The first location seems quite tame in comparison to the rest of the game; A beach resort on the island of Banoi (a made up location) which is both beautiful and deadly. Zombies lurk everywhere and you get to spend quite a bit of time on the resort before being shifted off to a new location (which takes you through an infested hotel, a city, a jungle area and even a prison). All of which have a huge multitude of main and side quests you must complete for NPCs which help flesh out the story, give you helpful background information and more importantly, give you XP to level up your character. The character progression system is mostly centered around 'Perks' you get to choose at each level advancement. You don't much get to choose character stats, but you have choice of these perks which boost attacks and damage (among other attributes), allowing you to become a more efficient killer of the undead.
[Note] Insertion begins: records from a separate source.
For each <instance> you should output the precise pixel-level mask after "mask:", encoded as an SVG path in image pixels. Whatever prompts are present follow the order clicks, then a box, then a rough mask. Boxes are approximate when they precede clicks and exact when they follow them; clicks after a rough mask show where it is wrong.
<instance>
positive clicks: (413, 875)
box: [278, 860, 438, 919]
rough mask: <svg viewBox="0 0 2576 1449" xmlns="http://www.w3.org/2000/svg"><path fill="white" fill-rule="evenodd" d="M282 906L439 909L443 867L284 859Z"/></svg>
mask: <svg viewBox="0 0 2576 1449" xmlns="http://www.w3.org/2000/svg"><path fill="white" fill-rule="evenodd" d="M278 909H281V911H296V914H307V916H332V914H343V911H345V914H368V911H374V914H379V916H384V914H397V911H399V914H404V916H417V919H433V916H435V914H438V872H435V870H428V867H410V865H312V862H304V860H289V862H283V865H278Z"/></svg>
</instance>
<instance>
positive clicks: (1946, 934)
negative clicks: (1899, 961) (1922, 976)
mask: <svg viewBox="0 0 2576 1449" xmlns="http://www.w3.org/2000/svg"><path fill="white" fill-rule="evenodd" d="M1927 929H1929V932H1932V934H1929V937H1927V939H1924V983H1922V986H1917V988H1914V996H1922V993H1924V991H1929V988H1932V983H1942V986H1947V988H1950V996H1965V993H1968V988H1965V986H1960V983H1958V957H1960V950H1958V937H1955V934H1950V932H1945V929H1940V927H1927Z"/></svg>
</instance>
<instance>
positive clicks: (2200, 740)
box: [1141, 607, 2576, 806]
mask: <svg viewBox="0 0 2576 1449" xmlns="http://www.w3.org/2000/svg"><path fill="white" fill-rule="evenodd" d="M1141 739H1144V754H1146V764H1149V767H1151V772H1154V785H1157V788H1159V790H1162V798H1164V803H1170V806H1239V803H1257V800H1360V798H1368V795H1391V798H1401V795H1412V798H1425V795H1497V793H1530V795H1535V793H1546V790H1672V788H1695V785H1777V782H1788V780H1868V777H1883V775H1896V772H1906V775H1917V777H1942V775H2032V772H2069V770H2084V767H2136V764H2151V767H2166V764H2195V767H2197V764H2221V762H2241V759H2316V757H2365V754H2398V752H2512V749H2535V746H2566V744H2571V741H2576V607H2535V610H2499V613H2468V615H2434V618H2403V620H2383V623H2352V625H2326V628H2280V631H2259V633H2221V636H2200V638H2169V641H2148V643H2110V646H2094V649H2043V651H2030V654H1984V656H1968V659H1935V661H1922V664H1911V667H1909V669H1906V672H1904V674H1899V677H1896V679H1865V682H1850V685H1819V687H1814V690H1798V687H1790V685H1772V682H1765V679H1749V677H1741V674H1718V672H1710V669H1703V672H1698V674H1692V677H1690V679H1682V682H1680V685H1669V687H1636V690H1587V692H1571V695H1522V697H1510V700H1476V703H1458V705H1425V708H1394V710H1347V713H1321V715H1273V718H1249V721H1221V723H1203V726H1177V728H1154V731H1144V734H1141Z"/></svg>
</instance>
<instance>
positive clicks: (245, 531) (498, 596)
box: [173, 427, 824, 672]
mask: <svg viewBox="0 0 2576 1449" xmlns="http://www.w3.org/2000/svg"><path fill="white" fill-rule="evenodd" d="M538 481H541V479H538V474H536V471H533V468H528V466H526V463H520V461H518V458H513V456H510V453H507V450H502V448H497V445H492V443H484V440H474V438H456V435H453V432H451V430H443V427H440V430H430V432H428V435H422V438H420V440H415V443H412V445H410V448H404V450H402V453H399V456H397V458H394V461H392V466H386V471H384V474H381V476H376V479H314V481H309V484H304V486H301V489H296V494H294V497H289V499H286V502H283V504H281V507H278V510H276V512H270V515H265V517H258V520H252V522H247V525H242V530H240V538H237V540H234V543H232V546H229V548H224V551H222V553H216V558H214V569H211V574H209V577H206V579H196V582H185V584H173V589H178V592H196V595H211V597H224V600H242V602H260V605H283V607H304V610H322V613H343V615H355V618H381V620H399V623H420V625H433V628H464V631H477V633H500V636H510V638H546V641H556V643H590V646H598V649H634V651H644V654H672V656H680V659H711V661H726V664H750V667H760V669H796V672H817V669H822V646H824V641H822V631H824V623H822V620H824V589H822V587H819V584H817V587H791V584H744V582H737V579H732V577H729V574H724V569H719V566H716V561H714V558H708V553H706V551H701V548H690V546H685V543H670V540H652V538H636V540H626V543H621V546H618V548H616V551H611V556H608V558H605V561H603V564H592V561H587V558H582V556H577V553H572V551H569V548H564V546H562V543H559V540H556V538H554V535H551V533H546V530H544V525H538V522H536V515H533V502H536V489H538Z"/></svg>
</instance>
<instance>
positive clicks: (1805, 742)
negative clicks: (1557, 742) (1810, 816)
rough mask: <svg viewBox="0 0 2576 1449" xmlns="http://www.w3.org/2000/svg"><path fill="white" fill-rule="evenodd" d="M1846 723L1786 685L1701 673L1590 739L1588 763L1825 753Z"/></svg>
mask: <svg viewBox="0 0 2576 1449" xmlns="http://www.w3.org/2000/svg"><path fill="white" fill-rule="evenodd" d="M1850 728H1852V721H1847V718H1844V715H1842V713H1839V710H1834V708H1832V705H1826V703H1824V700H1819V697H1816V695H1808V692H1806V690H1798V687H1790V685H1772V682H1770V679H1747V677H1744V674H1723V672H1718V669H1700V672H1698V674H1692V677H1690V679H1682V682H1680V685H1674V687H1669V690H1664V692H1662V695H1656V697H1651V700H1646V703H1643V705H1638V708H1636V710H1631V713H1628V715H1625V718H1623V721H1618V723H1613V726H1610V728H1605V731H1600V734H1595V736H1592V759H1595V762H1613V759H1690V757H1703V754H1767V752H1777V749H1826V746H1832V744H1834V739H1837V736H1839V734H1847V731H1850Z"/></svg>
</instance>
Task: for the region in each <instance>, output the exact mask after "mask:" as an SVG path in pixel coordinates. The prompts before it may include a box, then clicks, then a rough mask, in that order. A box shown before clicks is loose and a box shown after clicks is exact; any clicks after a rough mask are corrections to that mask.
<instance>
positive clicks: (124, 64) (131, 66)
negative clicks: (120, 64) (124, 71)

You're going to need them, as mentioned above, the enemies are relentless.

You'll be spending quite a lot of time checking out these menus

You can enlist a friend (or 3) or some strangers to help you through the quests and they do help when every one is on the same page (friends work best in this regard), but it's kind of a mess when players want nothing more than to screw with you, kick you out of the game (even if you're hosting) or decide to play a later part in the game, which isn't the fault of the game or the developer, but it still sticks as a point of frustration. So.... more often than not, I stuck with my single player mode (which is exactly the same, sans help) which I hear is harder, but I didn't have too much issues with it as I like to take my time anyways and approach things with a bit of a tactical mind rather than rushing hoards in hopes I survive out of luck. Thankfully, Co-op is as easy as setting your player account to allow people to join your game and they can do so dynamically on the fly. It's much better than a separate mode that feels half cooked; especially when you can find decent people to play with.

At the end of the day however, the game has impressed me with it's atmosphere which sucks you in quite well and allows you to experience the terrifying idea of a zombie apocalypse from the eyes of a pretty average character. The game pulls the reins on you with weapon degradation and zombies that level up as you do, attacking you with some pretty powerful attacks so you never feel like a super powered hero whom nothing can touch. I've run into a few glitches that forced me to reset the system, but aside from those and the occasional douche-bag co-op partner, I couldn't be happier with the title. It's held my interest part way though with a friend, through an entire play-through by myself and still as I've started a new game with my finished character. Spectacular game, the likes of which I'm excited to see continue with the upcoming semi-sequel 'Riptide' and the prospects of a new title down the line.